Dieser Beitrag ist ursprünglich im November 2020 erschienen.

Forschungsprojekte

Das FWF-Projekt "Adipositas, erhöhtes Bilirubin und das Krebsrisiko" unter der Leitung von Univ.-Prof. Mag. Dr. Karl-Heinz Wagner läuft von September 2019 bis September 2023.
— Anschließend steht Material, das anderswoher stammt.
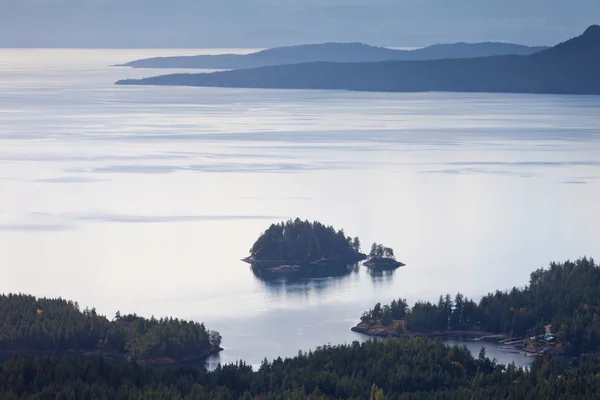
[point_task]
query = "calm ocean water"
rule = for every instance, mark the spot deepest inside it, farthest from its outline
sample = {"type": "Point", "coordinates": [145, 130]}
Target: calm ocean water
{"type": "Point", "coordinates": [143, 199]}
Das FWF-Projekt "Bilirubin und Metabolische Gesundheit" unter der Leitung von Univ.-Prof. Mag. Dr. Karl-Heinz Wagner läuft von Jänner 2023 bis Jänner 2026.

Publikationen

Die Publikation "Serum metabolomics analysis reveals increased lipid catabolism in mildly hyperbilirubinemic Gilbert's syndrome individuals" (Claudia A Hana, Lan V Tran, Christine Mölzer, Elisabeth Müllner, Marlies Hörmann-Wallner, Bernhard Franzke, Anela Tosevska, Patrick A Zöhrer, Daniel Doberer, Rodrig Marculescu, Andrew C Bulmer, Heinz Freisling, Ali A Moazzami, Karl-Heinz Wagner) erschien 2021 in Metabolism - Clinical and Experimental.

Die Publikation "Inhibition of Lipid Accumulation in Skeletal Muscle and Liver Cells: A Protective Mechanism of Bilirubin Against Diabetes Mellitus Type 2" (Claudia A Hana, Eva-Maria Klebermass, Theresa Balber, Markus Mitterhauser, Ruth Quint, Yvonne Hirtl, Antonia Klimpke, Sophie Somloi, Juliana Hutz, Elisabeth Sperr, Paulina Eder, Jana Jašprová , Petra Valášková, Libor Vítek, Elke Heiss, Karl-Heinz Wagner) erschien 2021 in Frontiers in Pharmacology.

Die Publikation "Bilirubin as an indicator of cardiometabolic health: a cross-sectional analysis in the UK Biobank" (Nazlisadat Seyed Khoei, Karl-Heinz Wagner, Anja M Sedlmeier, Marc J Gunter, Neil Murphy, Heinz Freisling) erschien 2022 in Cardiovascular Diabetology.

© Barbara Mair
© Barbara Mair
Karl-Heinz Wagner ist Professor für Ernährungs- und Lebensmittelqualität am Department für Ernährungswissenschaften der Universität Wien, zudem ist er Leiter des Emerging Field Oxidativer Stress und DNA-Stabilität sowie der Forschungsplattform Aktives Altern. Zu seinen Forschungsschwerpunkten zählen u.a. Biomarker-basierte Lebensstil-Interventionen zur Vorhersage des Risikos nicht übertragbarer Krankheiten und Sicherheitsbewertung von Lebensmitteln und Lebensmittelbestandteilen.

Wagner ist außerdem Dekan an der Fakultät für Lebenswissenschaften.